The five-member Special Tribunal was authorised by the Iraqi Interim Government to try Iraqi nationals or residents accused of genocide, crimes against humanity, war crimes or other serious crimes committed during the Ba'ath party rule between 1968 and 2003.
During today's hearing, Judge Rauf Rasheed Abdel Rahman ordered bailiffs to force Saddam, who was shouting out protests, to stand as the verdict was read out.
Hussein was reported as appearing shaken as the verdict was pronounced, and later shouted "Allahu Akbar!" (God is greatest) and "Long live the nation!".
The sentences of death and life in prison carry an automatic appeal, and no time-limit is set for the appeals court review of the case. The law mandates the death sentence to be carried out within 30 days, after all appeals are exhausted.
Former U.S. Attorney General Ramsey Clark, who is a defence attorney in the case, was ordered out of the court by the judges, who said that he had come to mock the Iraqi people and the court. Clarke had described the court yesterday as prejudiced and lacking impartiality, and called attention to the killings of Hussein's defence lawyers and the removal of judges from the tribunal.
Ali al-Dabbagh, a spokesman for the Iraqi coalition government said the verdict was as expected, adding "This is the least that Saddam deserved because his crimes were great. No further punishment was possible."
Deputy Prime Minister Barham Salih called the court "just and professional" and said that Saddam was "given the justice he denied to the people of Iraq over 35 years".
A Sunni member of parliament, speaking under anonymity to Reuters, however called the judgement "a political verdict from a political court."
The verdict was announced amidst increased security measures in Iraq, including curfews in Baghdad and other cities. Despite the curfew, around a thousand people were reported as coming out into the streets of the Shiite-dominated Sadr City in celebration and gunfire was heard in Baghdad.
Celebrations were also reported in Dujail, where the killings took place.
Despite the curfew, about a thousand people demonstrated in Tikrit carrying pictures of Saddam Hussein. Some Sunnis were reported as denouncing the verdict as a "product of the US occupation forces".
Fighting is reported to have broken out in Adhimiyah, a Sunni district of Baghdad, within half an hour of the verdict.

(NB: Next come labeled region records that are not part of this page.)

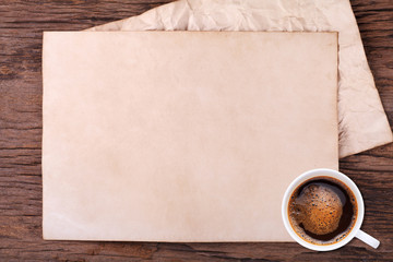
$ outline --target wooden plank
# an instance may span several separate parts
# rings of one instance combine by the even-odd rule
[[[392,261],[393,145],[341,160],[366,202],[362,228],[378,250],[358,240],[317,253],[297,243],[144,243],[41,240],[41,32],[84,29],[140,14],[169,0],[0,0],[0,260],[1,261]],[[393,3],[352,0],[391,124]]]

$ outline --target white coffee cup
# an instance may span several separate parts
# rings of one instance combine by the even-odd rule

There was heavy firing and mortar shells landed near the Abu Hanifa mosque.
The U.S. Ambassador to Iraq, Zalmay Khalilzad said the verdict was "an important milestone for Iraq".
The U.K. Foreign Secretary Margaret Beckett welcomed the trial's conclusion, saying it was "right" that Saddam and the other accused have to face Iraqi justice, and that they have been "held to account for their crimes".
Malcolm Smart, the Middle East and North Africa Director for Amnesty International said that the tribunal's proceedings failed to meet necessary standards for a fair trial.
Hussein's verdict was delivered during highly contested midterm elections in United States; where the party most insistent upon an American occupation of Iraq (Republican - GOP) lagged in polls due to domestic controversies.